Identification of in vivo enzyme activities in the cometabolism of glucose and acetate by Saccharomyces cerevisiae by using 13C-labeled substrates

Abstract

A detailed characterization of the central metabolic network of Saccharomyces cerevisiae CEN.PK 113-7D was carried out during cometabolism of different mixtures of glucose and acetate, using aerobic C-limited chemostats in which one of these two substrates was labeled with (13)C. To confirm the role of malic enzyme, an isogenic strain with the corresponding gene deleted was grown under the same conditions. The labeling patterns of proteinogenic amino acids were analyzed and used to estimate metabolic fluxes and/or make inferences about the in vivo activities of enzymes of the central carbon metabolism and amino acid biosynthesis. Malic enzyme flux increased linearly with increasing acetate fraction. During growth on a very-high-acetate fraction, the activity of malic enzyme satisfied the biosynthetic needs of pyruvate in the mitochondria, while in the cytosol pyruvate was supplied via pyruvate kinase. In several cases enzyme activities were unexpectedly detected, e.g., the glyoxylate shunt for a very-low-acetate fraction, phosphoenolpyruvate carboxykinase for an acetate fraction of 0.46 C-mol of acetate/C-mol of substrate, and glucose catabolism to CO(2) via the tricarboxylic acid cycle for a very-high-acetate fraction. Cytoplasmic alanine aminotransferase activity was detected, and evidence was found that alpha-isopropylmalate synthase has two active forms in vivo, one mitochondrial and the other a short cytoplasmic form.

FIG. 1.

Aerobic glucose and acetate metabolism. Dashed arrows represent reactions that do not operate during growth on glucose. 6-P, 6-phosphate; EMP, Embden-Meyerhof-Parnas.

FIG. 2.

Percentage of pyruvate synthesized via the malic enzyme for different mixtures of glucose and acetate.
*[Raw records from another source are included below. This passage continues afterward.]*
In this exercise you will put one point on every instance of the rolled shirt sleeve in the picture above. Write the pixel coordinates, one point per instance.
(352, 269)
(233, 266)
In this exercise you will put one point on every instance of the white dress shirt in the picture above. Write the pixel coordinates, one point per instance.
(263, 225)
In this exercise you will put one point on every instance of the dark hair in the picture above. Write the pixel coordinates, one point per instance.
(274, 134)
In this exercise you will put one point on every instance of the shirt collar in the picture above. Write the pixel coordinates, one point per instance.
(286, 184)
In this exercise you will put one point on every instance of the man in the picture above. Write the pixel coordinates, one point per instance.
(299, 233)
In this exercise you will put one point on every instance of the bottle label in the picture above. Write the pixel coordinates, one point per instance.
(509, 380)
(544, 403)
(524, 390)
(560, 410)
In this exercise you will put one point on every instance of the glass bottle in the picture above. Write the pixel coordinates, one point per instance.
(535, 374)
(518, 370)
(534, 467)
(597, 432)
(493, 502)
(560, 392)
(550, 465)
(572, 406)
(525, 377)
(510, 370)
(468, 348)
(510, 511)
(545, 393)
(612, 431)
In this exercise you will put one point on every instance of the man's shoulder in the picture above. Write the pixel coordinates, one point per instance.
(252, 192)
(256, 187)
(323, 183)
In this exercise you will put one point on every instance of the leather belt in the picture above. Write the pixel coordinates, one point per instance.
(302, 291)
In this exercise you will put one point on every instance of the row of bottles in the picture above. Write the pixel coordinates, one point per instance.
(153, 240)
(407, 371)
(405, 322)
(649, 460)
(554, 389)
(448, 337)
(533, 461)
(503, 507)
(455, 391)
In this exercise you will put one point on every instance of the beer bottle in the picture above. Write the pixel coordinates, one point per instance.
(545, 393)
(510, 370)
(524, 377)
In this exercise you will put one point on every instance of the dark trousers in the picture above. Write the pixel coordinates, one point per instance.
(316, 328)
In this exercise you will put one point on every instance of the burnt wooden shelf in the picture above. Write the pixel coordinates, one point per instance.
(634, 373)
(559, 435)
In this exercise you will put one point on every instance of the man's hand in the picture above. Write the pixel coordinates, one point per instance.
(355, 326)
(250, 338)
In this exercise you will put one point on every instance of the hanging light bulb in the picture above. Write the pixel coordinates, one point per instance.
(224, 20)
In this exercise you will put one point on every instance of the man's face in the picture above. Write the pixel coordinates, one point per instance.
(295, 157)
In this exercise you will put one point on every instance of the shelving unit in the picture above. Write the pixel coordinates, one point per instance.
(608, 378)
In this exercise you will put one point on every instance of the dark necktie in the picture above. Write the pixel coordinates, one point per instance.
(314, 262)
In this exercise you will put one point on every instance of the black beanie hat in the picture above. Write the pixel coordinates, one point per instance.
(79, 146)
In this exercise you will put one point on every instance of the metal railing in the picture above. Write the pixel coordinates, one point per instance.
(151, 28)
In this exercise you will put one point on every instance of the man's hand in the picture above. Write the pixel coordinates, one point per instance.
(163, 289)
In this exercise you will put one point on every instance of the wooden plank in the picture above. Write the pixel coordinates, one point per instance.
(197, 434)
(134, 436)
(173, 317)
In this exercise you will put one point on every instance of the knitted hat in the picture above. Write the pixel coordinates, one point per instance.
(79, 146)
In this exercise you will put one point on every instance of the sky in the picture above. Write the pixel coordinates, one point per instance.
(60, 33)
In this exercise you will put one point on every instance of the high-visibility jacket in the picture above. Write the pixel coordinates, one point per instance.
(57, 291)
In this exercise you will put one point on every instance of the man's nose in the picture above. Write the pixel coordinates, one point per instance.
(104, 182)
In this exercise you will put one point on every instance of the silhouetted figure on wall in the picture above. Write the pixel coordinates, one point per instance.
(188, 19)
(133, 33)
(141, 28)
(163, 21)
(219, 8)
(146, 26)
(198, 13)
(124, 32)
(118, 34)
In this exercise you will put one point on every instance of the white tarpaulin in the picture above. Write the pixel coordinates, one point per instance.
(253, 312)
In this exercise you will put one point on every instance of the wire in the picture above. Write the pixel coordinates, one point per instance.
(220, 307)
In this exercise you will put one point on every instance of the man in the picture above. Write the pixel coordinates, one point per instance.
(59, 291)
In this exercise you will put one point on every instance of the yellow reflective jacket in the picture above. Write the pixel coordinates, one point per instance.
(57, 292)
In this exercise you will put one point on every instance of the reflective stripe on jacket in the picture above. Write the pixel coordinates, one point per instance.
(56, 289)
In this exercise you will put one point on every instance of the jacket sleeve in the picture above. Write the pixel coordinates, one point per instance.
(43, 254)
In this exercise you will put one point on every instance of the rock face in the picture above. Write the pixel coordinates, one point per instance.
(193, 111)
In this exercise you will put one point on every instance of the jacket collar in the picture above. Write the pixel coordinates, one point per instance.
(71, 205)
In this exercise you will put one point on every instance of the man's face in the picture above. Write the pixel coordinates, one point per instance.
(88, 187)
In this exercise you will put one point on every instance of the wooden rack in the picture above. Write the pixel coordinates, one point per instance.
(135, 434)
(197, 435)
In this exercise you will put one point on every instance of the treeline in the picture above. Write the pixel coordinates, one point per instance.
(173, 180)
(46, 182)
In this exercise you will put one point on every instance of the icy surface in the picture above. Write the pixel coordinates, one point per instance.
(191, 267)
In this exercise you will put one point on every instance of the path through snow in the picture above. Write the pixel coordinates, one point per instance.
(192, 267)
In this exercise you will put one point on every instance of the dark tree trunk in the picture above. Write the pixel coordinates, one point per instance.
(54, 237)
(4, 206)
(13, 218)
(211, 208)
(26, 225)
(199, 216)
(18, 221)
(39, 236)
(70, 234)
The value for 0% acetate was obtained by using a flux estimation procedure for the whole metabolic network (Fig. 3).

FIG. 3.

Distribution of metabolic fluxes for a malic enzyme deletion strain (values in boldface) and the reference strain (values in italics) during chemostat cultivation with [1-¹³C]glucose. Relative fluxes through pyruvate dehydrogenase and the pyruvate dehydrogenase bypass cannot be discriminated, but their sum was 61.6 for the deletion mutant and 62.7 for the reference strain. All of the net metabolic fluxes are given in millimoles per 100 mmol of glucose. For abbreviations, see Table A1.